ALU Implementation

A project log for FPGA NES

Learning Verilog by creating an FPGA implementation of the Nintendo Entertainment System

irwinzirwinz 04/29/2017 at 16:520 Comments

Ok, here we’re going to go through the 6502 ALU (and my implementation of it), since it’s relatively straightforward and independent of the rest of the CPU. Below I’ve included the block diagram of the ALU.

It’s got two 8-bit input registers (A and B), both of which can be filled from several different inputs. The B input can additionally be fed with an inverted data bus, allowing the ALU to do subtraction. There are 5 intrinsic operations: add, and, or, exclusive-or, and shift right. The add instruction can also do subtraction, when combined with the inverted data bus. There is a carry-in and carry-out, to allow for >8-bit operations. There is also an overflow bit that detects signed over- or underflow. On the block diagram there are a few other input and output bits, but those are used only for the 6502 decimal mode which the NES CPU does not implement, so we’ll ignore them.

I won’t talk about the input or output registers here, as I decided to have the ALU module be independent of them. I included them in the diagram in order to highlight the inverted DB input. In my ALU, I moved the inversion into the ALU itself rather than outside the B input (because it was cleaner? I dunno, it just happened). So the inputs to the ALU module consist of the A and B registers, the carry bit, and the control signals (the operations plus the inversion signal). One final change is that I included an extra operation, rotate right. That was done purely for convenience, since I’m still not quite sure how this was implemented on the actual 6502 (can anybody clarify?).

With that, here’s the code:

module ALU(  
    input wire SUM_en, AND_en, EOR_en, OR_en, SR_en, INV_en, ROR_en, // Operation control
    input wire [7:0] Ain, Bin, 					     // Data inputs
    input wire Cin, 						     // Carry in
    output reg [7:0] RES,					     // Operation result
    output reg Cout, 						     // Carry out
    output wire OVFout						     // Overflow out
    // Declare signals:
    wire [7:0] Bint;
    // Select inverted or non-inverted B input:
    assign Bint = INV_en ? ~Bin : Bin;
    // Perform requested operation:
    always @(*) begin
	// Defaults:
	RES = 0;
	Cout = 0;
	// Operations:
        if (SUM_en)
	    {Cout, RES} = Ain + Bint + Cin;	// add with carry-in, carry-out
        else if (AND_en)
            RES = Ain & Bin;			// and
        else if (EOR_en)
            RES = Ain ^ Bin;			// xor
        else if (OR_en)
            RES = Ain | Bin;	                // or
        else if (SR_en)
            {RES, Cout} = {Ain,1'd0} >> 1;	// shift right with carry-out
	else if (ROR_en)
	    {RES, Cout} = {Cin,Ain,1'd0} >> 1;	// shift right with carry-in, carry-out
    // Set overflow flag (set if both inputs are same sign, but output is a different sign):
    assign OVFout = (Ain[7] && Bint[7] && (!RES[7])) || ((!Ain[7]) && (!Bint[7]) && RES[7]);

As noted above, the B input inversion in handled inside the ALU module, for reasons.
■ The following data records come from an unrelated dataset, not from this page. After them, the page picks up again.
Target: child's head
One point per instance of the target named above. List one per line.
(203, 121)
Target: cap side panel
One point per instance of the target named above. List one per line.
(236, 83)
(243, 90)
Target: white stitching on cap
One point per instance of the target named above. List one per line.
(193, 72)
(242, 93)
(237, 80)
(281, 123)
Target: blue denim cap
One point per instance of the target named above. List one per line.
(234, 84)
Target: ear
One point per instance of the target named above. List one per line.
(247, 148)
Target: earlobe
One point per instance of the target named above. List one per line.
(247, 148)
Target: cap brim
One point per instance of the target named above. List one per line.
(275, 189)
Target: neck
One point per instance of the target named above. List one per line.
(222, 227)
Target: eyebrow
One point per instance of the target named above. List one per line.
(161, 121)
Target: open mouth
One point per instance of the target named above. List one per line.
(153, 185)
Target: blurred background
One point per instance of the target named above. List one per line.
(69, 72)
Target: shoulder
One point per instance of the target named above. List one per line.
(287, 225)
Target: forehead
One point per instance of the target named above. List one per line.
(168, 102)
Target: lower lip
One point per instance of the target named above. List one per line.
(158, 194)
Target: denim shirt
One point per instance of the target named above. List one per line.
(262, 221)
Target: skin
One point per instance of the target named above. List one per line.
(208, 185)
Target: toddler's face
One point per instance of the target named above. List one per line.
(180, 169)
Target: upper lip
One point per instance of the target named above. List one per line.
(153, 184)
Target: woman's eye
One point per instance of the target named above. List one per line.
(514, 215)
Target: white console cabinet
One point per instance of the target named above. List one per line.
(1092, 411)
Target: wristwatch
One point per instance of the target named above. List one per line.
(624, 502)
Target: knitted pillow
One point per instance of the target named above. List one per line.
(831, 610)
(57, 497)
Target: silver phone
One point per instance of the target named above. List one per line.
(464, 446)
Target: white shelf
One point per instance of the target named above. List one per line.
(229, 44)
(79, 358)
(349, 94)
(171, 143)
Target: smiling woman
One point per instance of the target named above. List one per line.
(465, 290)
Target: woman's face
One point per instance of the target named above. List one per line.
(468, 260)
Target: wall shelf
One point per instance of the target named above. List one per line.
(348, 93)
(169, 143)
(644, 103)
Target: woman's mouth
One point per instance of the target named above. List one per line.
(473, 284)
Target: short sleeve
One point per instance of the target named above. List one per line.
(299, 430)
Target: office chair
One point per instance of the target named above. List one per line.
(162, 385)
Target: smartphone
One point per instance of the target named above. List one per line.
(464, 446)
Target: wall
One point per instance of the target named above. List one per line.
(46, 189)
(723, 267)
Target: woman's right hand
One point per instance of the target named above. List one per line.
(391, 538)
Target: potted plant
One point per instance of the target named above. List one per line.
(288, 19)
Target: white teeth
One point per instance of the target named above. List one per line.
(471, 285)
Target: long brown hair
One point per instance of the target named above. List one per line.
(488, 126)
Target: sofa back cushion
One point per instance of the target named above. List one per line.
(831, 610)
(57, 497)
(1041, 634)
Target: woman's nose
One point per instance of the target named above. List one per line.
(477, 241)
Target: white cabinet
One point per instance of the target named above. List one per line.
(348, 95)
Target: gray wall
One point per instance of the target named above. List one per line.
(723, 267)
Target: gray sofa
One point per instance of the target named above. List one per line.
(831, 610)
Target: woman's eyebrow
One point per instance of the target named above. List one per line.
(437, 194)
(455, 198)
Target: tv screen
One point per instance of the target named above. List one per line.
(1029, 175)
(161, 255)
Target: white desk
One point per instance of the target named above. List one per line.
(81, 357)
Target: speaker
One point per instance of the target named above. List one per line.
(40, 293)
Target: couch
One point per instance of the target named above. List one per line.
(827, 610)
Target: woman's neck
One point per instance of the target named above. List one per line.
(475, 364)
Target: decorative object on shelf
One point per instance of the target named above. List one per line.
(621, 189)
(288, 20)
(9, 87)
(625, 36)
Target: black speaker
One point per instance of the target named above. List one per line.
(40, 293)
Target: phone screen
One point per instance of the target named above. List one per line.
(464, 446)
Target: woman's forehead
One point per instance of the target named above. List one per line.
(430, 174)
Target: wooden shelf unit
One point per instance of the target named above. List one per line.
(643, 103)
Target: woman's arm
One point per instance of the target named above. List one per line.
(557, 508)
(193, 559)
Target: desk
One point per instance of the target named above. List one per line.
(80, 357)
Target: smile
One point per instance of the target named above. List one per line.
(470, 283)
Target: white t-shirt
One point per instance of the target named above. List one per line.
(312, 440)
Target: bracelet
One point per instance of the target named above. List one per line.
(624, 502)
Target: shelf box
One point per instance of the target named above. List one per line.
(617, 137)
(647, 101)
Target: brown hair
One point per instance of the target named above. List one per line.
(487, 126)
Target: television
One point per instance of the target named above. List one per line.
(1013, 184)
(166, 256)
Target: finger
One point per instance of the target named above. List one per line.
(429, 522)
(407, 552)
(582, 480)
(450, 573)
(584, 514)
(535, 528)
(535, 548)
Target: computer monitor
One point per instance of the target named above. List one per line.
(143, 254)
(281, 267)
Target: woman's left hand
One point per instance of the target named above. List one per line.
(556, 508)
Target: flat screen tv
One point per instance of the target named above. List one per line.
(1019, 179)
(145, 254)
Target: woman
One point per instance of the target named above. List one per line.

Each operation is handled in a separate case. The input carry bit is used for add and rotate right operations. Carry output is changed for add, shift, and rotate operations (auto cleared for logical ops, but the rest of the CPU will ignore it in those instances). The overflow bit is an interesting one (the best reference for understanding it is Ken Shirriff’s blog:, it basically detects when an operation results in a number that can’t fit in a signed byte (for example: 127 + 1 = -128, instead of +128). To calculate it, the ALU checks that if both inputs (after inverting B if necessary) are the same sign, the result should also be that sign. If it’s not (again, +127 + 1 = -128), then the overflow bit is set. By inverting B, the same math works for subtraction and negative inputs.

One note here is that the ALU relies on the programmer to correctly set the carry input for the requested operation. For example, for a normal 8-bit add, the carry bit should be cleared before the operation (for >8-bit adds, the carry is cleared for the first op, and then the carry out is used for the next byte(s)). For subtraction, the opposite is true – the carry bit should be set prior to an 8-bit subtract. That’s because, for subtraction, the carry bit acts as a “borrow” bit. You can also think of it like implementing an add of the 2’s complement of the input (so to subtract B from A, you invert B and set the carry, so that the result is adding –B to A). Again, for >8-bit subtracts, the carry out is used for the next byte(s).

And… that’s about it! The implementation of the ALU is pretty simple, the real magic comes in the different ways you can manipulate the inputs and controls in order to do some cool things.